Contrairement à ce qu'affirme le Vatican, le célibat des prêtres n'a rien d'évangélique ou de biblique. Il est un simple fait de droit féodal en l'occurrence maintenue aujourd'hui pour des raisons essentiellement économiques. Mais la revue Golias aborde un autre motif:
"Il est vrai que la solide réputation de misogynie de l’institution de l’
Église catholique n’est plus à démontrer, et que l’affaire de la jupe qui a mis en cause l’archevêque de Paris est juste le lapsus révélateur d’une longue tradition. Confié très jeune au monastère bénédictin du Mont-Cassin, Thomas d’Aquin écrivait : “La femme est à l’homme ce que l’imparfait et les défauts sont au parfait. La femme est physiquement inférieure, de même que mentalement (...) Elle est simplement une erreur de la nature, une sorte d’homme mutilé.” On n’est jamais allé jusque-là dans la Grèce antique. Plus tard, Pie II, pape de 1458 à 1464, prononça ces paroles : “Quand tu vois une femme, pense que c’est le diable : c’est une sorte d’enfer.” Règle non dogmatique édictée au nom d’une discipline intérieure et certainement aussi pour des questions financières et d’héritage, le célibat s’est imposé peu à peu avec ses non-dits, porté par un conditionnement poussant à la soumission." 
La femme concubine coupable de 'malice' était vue comme un obstacle au sacerdoce du prêtre.
Benoît XVI écrivait en 2007: «Le fait que le Christ lui-même ait vécu sa mission dans l'état de virginité constitue le point de référence sûr pour recueillir le sens de la tradition de l'Église latine sur cette question. Il n'est donc pas suffisant de comprendre le célibat sacerdotal en termes purement fonctionnels.

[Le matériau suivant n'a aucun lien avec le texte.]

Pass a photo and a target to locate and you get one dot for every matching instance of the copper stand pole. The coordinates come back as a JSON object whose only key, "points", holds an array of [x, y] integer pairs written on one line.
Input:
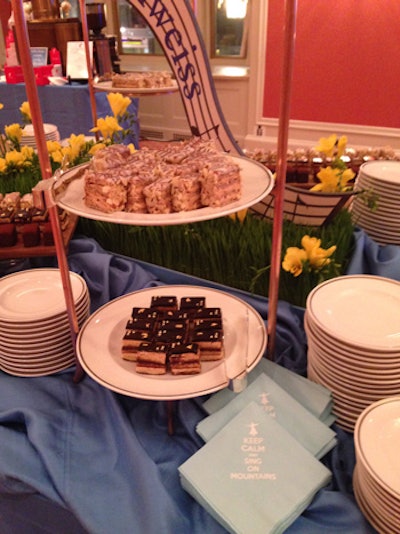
{"points": [[45, 166], [284, 117], [85, 32]]}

En réalité, il est une conformation particulière au style de vie du Christ lui-même.» Quelle tradition latine ? Au contraire Jésus avait indiqué dans les Évangiles venir pour mourir en sacrifice...Le sachant, il aurait été cruel de sa part de vouloir fonder une famille ! De plus on sait que Pierre, un des douze apôtres avait une belle mère; donc étant marié ne servait-il à rien ? Ces arguments ne tiennent pas au plan théologique quand on sait que le pape prétend être "un des successeur de saint Pierre"!


Reste qu'en France de nombreuses femmes, "maîtresses" d’abbés ou épouses d’ex-curés, se soutiennent au sein de Plein Jour, une association qui lutte pour l’abolition du célibat des prêtres, et contre ce "silence organisé" au plus hauts sommets de l’Église catholique.